Lenvatinib Plus Pembrolizumab Tops Sunitinib in Advanced RCC
Progression-free, overall survival significantly longer with combo versus sunitinib for advanced renal cell carcinoma
FRIDAY, Feb. 19, 2021 (HealthDay News) -- For first-line treatment of advanced renal cell carcinoma, progression-free and overall survival are significantly longer with lenvatinib plus pembrolizumab versus sunitinib, according to a study published online Feb. 13 in the New England Journal of Medicine to coincide with the American Society of Clinical Oncology annual Genitourinary Cancers Symposium, held virtually from Feb. 11 to 13.
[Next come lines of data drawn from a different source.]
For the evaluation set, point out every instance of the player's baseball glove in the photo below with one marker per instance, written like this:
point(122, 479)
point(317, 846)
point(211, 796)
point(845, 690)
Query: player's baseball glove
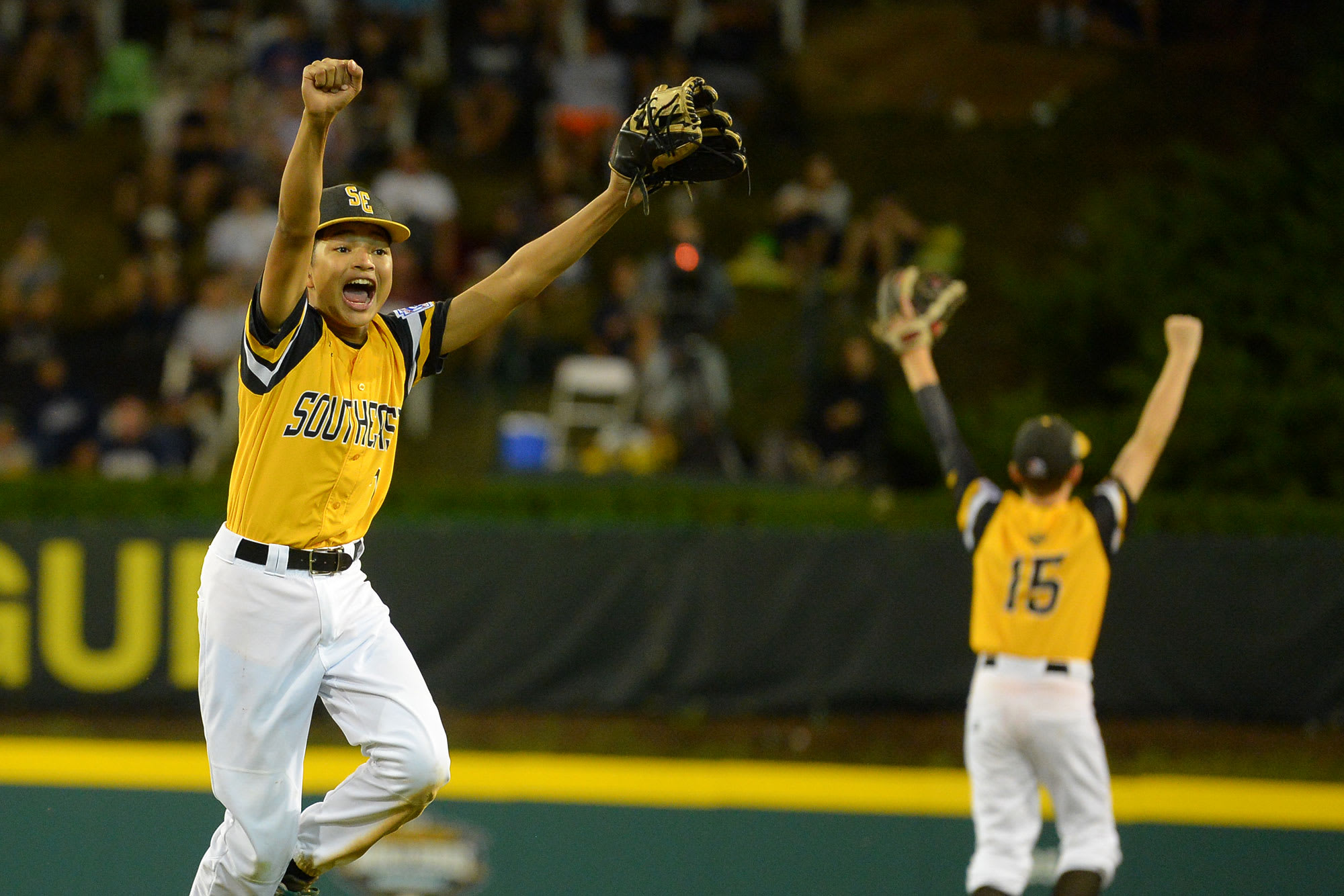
point(915, 308)
point(677, 136)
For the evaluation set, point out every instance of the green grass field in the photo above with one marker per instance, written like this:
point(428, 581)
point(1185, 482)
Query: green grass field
point(120, 817)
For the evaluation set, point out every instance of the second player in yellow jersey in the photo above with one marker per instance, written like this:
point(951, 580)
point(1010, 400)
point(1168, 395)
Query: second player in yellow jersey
point(1041, 564)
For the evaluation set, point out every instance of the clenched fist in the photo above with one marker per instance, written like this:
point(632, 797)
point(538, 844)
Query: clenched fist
point(330, 85)
point(1183, 334)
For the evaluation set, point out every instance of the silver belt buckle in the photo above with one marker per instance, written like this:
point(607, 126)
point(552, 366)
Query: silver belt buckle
point(314, 555)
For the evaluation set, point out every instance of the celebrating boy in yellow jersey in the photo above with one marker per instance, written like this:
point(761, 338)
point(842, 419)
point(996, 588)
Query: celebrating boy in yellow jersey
point(287, 615)
point(1042, 569)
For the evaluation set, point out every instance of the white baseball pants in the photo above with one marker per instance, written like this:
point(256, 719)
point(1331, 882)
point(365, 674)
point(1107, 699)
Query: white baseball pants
point(1029, 727)
point(272, 641)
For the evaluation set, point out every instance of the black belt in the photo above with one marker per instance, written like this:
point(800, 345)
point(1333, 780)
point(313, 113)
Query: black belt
point(319, 562)
point(1050, 667)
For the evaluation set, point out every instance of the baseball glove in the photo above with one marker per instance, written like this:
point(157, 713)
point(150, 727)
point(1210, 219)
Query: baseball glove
point(677, 136)
point(915, 308)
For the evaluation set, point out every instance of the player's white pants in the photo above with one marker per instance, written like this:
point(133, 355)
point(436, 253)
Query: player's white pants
point(1029, 727)
point(271, 644)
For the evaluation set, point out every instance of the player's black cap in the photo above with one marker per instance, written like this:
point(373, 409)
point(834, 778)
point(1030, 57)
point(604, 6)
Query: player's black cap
point(353, 204)
point(1046, 448)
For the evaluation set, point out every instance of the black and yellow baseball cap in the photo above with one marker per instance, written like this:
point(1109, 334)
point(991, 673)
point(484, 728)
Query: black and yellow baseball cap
point(1046, 448)
point(353, 204)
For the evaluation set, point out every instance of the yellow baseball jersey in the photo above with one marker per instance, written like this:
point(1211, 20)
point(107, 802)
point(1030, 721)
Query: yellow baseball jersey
point(1041, 574)
point(318, 422)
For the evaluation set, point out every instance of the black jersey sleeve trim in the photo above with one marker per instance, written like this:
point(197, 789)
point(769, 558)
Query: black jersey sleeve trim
point(257, 322)
point(259, 375)
point(959, 467)
point(1112, 507)
point(979, 503)
point(435, 357)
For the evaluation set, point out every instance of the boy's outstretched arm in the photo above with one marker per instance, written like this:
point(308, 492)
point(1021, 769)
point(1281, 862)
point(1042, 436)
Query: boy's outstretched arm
point(1136, 461)
point(329, 88)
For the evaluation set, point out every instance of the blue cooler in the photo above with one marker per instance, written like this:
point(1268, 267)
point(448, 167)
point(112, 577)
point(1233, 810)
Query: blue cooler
point(525, 441)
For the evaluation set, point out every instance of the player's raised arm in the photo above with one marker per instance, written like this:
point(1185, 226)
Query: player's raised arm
point(534, 267)
point(329, 88)
point(911, 331)
point(677, 136)
point(1139, 457)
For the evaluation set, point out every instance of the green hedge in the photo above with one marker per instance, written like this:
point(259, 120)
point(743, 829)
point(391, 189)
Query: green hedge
point(661, 502)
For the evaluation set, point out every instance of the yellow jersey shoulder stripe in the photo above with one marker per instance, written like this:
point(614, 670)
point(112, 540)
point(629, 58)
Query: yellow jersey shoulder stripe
point(979, 495)
point(1119, 500)
point(267, 345)
point(261, 371)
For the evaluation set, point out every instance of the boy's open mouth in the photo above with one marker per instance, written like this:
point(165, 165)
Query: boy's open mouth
point(360, 294)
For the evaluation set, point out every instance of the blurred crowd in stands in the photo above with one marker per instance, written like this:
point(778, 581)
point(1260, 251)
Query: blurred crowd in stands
point(530, 87)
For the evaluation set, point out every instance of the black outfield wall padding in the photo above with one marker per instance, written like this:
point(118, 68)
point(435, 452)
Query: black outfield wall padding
point(729, 620)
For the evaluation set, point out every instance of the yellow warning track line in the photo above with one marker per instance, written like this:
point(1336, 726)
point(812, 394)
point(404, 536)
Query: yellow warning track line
point(683, 784)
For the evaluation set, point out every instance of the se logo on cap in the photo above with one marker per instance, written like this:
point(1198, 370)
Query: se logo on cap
point(360, 198)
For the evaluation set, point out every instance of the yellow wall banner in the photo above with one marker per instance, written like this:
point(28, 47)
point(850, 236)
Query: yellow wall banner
point(685, 784)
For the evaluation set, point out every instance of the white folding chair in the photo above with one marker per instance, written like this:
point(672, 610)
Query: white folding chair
point(591, 392)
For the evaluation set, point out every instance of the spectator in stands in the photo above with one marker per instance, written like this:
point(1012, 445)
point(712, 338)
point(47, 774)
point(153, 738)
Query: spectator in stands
point(54, 54)
point(30, 298)
point(1064, 24)
point(592, 93)
point(640, 28)
point(282, 60)
point(17, 455)
point(729, 37)
point(812, 213)
point(847, 420)
point(201, 45)
point(686, 394)
point(60, 417)
point(495, 83)
point(208, 335)
point(685, 288)
point(154, 324)
point(616, 327)
point(126, 451)
point(1124, 24)
point(201, 171)
point(683, 295)
point(890, 237)
point(240, 237)
point(427, 202)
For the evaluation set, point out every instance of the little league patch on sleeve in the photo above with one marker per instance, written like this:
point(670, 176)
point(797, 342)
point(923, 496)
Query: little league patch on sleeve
point(413, 310)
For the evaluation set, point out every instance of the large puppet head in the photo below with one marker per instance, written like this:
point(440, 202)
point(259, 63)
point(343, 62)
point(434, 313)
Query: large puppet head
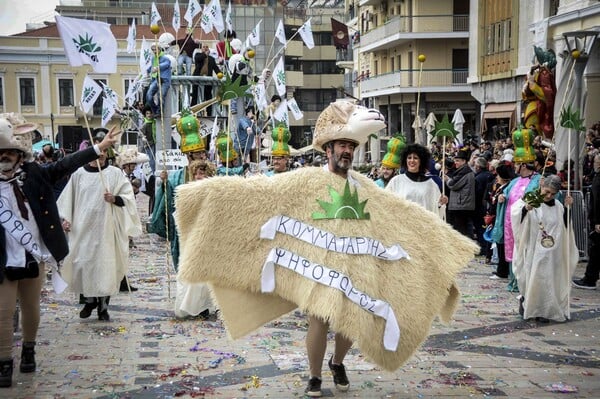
point(345, 120)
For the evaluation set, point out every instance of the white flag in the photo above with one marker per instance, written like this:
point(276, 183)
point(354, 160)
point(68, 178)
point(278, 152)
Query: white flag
point(89, 94)
point(134, 87)
point(260, 93)
point(176, 16)
point(212, 17)
point(110, 95)
point(192, 10)
point(88, 42)
point(279, 76)
point(154, 15)
point(293, 106)
point(228, 20)
point(281, 114)
point(280, 33)
point(131, 35)
point(306, 34)
point(254, 36)
point(145, 56)
point(213, 138)
point(108, 110)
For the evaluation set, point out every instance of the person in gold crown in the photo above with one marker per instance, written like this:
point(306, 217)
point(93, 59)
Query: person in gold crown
point(280, 150)
point(528, 180)
point(391, 162)
point(192, 145)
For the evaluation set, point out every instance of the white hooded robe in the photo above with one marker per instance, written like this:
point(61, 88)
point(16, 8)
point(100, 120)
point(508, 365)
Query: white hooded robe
point(544, 274)
point(99, 237)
Robert Motzer, M.D., from the Memorial Sloan Kettering Cancer Center in New York City, and colleagues randomly assigned patients with advanced renal cell carcinoma and no previous systemic therapy to receive lenvatinib plus pembrolizumab, lenvatinib plus everolimus, or sunitinib in a 1:1:1 ratio (355, 357, and 357 patients, respectively).
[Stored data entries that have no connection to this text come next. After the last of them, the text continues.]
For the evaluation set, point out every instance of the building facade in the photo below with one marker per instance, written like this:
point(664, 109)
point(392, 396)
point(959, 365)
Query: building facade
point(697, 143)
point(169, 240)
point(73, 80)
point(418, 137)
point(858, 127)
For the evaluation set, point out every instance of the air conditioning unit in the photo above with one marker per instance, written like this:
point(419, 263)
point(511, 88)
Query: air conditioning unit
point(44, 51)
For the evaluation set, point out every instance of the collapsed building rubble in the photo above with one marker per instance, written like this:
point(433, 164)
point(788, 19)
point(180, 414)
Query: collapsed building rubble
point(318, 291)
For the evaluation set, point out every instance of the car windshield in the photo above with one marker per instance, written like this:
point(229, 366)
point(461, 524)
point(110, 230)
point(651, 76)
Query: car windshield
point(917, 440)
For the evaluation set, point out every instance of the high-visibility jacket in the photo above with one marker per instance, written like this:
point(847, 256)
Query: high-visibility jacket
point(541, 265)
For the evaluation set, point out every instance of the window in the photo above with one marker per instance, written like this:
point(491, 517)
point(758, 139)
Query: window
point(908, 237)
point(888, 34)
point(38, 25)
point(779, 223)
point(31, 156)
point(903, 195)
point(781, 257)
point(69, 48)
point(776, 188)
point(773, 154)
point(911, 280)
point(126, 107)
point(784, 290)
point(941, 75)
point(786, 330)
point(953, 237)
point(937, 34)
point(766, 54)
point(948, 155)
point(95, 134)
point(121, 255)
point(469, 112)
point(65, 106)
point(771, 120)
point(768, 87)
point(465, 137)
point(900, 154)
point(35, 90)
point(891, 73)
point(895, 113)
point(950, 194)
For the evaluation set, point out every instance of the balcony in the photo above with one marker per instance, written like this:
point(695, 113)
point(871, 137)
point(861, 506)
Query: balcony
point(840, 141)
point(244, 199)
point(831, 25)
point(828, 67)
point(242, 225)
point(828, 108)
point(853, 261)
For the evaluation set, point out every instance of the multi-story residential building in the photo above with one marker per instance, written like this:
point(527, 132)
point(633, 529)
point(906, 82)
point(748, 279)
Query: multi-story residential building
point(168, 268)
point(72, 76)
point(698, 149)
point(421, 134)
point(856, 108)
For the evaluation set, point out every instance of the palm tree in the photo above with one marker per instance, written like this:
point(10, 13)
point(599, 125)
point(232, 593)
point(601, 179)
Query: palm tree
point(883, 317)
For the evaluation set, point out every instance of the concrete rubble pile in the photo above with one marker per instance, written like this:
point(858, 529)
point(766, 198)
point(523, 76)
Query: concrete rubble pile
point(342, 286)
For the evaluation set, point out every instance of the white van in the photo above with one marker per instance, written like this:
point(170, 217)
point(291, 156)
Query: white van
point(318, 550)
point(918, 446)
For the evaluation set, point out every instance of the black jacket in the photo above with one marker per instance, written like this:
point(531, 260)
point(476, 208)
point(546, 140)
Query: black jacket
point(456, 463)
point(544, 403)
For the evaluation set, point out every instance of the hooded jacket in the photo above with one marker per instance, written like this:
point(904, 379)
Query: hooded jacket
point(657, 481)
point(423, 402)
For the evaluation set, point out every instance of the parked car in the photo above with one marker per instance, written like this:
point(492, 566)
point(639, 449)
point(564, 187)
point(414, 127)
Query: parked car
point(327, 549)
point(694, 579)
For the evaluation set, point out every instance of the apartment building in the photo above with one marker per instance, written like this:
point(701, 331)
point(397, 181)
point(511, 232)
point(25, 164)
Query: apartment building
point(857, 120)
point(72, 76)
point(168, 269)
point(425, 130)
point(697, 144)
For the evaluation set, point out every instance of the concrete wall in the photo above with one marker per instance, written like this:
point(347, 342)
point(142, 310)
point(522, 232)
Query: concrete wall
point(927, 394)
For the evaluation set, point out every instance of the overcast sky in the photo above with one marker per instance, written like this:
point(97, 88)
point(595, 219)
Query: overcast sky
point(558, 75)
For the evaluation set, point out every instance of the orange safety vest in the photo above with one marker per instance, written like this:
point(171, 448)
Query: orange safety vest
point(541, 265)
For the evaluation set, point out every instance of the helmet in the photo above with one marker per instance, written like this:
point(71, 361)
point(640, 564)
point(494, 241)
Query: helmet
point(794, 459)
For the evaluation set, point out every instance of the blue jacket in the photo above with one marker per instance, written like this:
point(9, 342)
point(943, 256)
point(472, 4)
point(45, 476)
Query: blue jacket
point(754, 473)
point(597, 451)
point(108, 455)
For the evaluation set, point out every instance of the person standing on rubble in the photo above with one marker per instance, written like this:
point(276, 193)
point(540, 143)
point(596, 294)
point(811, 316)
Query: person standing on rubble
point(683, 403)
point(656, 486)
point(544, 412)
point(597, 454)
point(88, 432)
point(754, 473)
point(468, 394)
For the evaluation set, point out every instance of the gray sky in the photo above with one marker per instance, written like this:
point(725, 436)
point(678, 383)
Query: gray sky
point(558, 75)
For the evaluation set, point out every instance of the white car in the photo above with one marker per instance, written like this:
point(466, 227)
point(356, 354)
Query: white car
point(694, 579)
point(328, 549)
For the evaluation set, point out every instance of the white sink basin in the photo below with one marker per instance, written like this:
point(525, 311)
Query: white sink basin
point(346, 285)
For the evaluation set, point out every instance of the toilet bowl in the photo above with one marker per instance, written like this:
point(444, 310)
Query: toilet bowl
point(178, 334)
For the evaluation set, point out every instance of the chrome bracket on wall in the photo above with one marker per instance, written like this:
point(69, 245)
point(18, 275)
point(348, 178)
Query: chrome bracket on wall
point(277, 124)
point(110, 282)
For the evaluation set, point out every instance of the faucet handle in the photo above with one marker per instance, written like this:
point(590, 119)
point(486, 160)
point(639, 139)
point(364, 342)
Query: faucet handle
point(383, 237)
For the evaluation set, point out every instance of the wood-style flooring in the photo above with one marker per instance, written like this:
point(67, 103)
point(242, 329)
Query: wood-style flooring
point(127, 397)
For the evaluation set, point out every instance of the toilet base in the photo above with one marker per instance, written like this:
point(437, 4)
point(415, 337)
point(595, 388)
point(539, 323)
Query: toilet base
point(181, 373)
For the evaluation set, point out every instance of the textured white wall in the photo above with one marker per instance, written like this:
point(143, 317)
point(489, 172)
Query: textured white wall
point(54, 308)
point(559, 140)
The researchers found that progression-free survival was longer with lenvatinib plus pembrolizumab and with lenvatinib plus everolimus than with sunitinib (median, 23.9 and 14.7 months, respectively, versus 9.2 months; hazard ratio for progression or death, 0.39 [95 percent confidence interval, 0.32 to 0.49; P < 0.001] and 0.65 [95 percent confidence interval, 0.53 to 0.80; P < 0.001], respectively). Longer overall survival was seen for lenvatinib plus pembrolizumab versus sunitinib (hazard ratio for death, 0.66; 95 percent confidence interval, 0.49 to 0.88; P = 0.005), but not for lenvatinib plus everolimus versus sunitinib (hazard ratio, 1.15; 95 percent confidence interval, 0.88 to 1.50; P = 0.30). During treatment, grade 3 or higher adverse events emerged or worsened in 82.4, 83.1, and 71.8 percent of those receiving lenvatinib plus pembrolizumab, lenvatinib plus everolimus, or sunitinib, respectively.
"This trial is a step forward in that it provides data that will assist in determining which combination of anti–PD-1 drug and VEGFR tyrosine kinase inhibitor may be effective as an alternative to nivolumab and ipilimumab for some patients," write the authors of an accompanying editorial.
Several authors disclosed financial ties to pharmaceutical companies, including Eisai and Merck Sharp and Dohme, which partially funded the study.